Häufig gestellte Fragen

Welche Voraussetzungen sollte ich mitbringen?

 

  • Wertschätzung, Verantwortungsbewusstsein und Respekt im Umgang mit dem Pferd
  • Ein nachhaltiges Interesse an Pferdegesundheit und Bewegung
  • Handwerkliches Geschick (erlernbar), Konzentration, Geduld und körperliche Belastbarkeit
  • Empathie, Zuverlässigkeit und die Fähigkeit, ruhig und klar zu handeln

Welche Voraussetzungen gibt es für den Beruf?

 

Der Beruf des Hufschmieds/Hufbearbeiter ist mit Stand Jänner 2026 in Österreich ein freies Gewerbe.

Das bedeutet:

  • Keine Pflichtausbildung vorgeschrieben: Jeder darf grundsätzlich Hufbearbeitung anbieten, es gibt keine gesetzlich vorgeschriebenen Lehrgänge oder Prüfungen.
  • Eigenverantwortung: Wer Hufe bearbeitet, ist selbst für die Qualität seiner Arbeit und die Sicherheit der Tiere verantwortlich.
  • Gewerbeanmeldung: Zur rechtlichen Ausübung muss ein Gewerbe angemeldet werden (Gewerbeordnung).
  • Natürlich kann der Beruf auch nebenberuflich ausgeübt werden.
  • Haftung & Versicherung: Da die Arbeit am Pferd Risiken birgt, sind Haftpflicht- und Berufshaftpflichtversicherungen dringend empfehlenswert.
  • Wichtig: Auch wenn keine gesetzliche Ausbildungspflicht besteht, ist fundiertes Fachwissen entscheidend – sowohl für die Gesundheit des Pferdes als auch für die eigene Sicherheit.

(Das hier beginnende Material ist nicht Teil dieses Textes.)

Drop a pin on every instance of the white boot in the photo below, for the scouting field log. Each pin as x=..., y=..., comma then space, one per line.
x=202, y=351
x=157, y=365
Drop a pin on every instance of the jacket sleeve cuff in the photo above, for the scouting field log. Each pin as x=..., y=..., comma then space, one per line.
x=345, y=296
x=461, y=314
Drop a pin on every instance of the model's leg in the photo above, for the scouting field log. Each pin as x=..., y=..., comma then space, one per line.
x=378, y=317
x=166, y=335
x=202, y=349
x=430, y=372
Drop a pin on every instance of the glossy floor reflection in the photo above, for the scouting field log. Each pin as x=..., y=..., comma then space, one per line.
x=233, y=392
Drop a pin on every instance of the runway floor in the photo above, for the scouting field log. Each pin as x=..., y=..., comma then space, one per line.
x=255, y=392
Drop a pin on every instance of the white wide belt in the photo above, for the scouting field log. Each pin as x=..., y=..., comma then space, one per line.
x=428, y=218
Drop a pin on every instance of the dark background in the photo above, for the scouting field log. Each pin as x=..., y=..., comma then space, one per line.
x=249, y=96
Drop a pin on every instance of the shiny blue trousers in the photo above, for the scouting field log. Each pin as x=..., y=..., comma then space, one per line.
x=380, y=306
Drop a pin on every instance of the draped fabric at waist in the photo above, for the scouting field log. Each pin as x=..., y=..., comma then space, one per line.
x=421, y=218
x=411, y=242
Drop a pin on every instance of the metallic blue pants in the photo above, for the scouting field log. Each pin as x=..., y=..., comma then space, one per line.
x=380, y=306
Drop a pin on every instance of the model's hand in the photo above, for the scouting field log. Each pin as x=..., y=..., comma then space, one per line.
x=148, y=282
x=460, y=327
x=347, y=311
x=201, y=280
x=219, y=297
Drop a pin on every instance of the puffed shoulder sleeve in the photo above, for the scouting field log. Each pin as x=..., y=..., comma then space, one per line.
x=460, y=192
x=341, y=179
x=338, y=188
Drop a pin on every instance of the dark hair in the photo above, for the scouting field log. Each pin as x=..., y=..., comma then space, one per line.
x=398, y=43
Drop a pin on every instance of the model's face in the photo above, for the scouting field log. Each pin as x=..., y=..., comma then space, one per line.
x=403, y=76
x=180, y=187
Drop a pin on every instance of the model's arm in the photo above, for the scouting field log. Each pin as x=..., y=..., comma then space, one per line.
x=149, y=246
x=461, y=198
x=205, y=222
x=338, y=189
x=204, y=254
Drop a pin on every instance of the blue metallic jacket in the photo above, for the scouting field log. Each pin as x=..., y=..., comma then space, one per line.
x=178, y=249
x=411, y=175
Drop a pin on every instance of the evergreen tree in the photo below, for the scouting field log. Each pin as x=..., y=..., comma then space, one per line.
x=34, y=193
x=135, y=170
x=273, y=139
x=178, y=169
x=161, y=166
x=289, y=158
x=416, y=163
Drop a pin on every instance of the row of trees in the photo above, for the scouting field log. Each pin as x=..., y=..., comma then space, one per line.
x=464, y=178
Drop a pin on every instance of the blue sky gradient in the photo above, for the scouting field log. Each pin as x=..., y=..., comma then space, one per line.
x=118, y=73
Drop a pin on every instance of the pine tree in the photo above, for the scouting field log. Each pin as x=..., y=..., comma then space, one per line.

Eine professionelle Ausbildung wie die bei uns vermittelt daher praxisnahes Know-how, Sicherheit und fachliche Kompetenz.

Welche Vorkenntnisse sind nötig?

 

Etwas Erfahrung im Umgang mit Pferden solltest du haben, dabei ist keine professionelle Ausbildung nötig. Wenn du ein eigenes Pferd hast oder geritten bist, ein Pflegepferd hast, dann bringst du schon alles mit.

 


Wieviel Zeit sollte ich mir für die Ausbildung nehmen?

 

Die Ausbildungsblöcke selbst sind 12 Wochenenden in zwei Jahren. Du solltest dazwischen ausreichend Zeit für deine Hausübung, zum Lernen und für praktische Übungen haben.

Auf Wunsch und nach Absprache kannst du zusätzlich Praxis-Mitfahrtage bei mir machen.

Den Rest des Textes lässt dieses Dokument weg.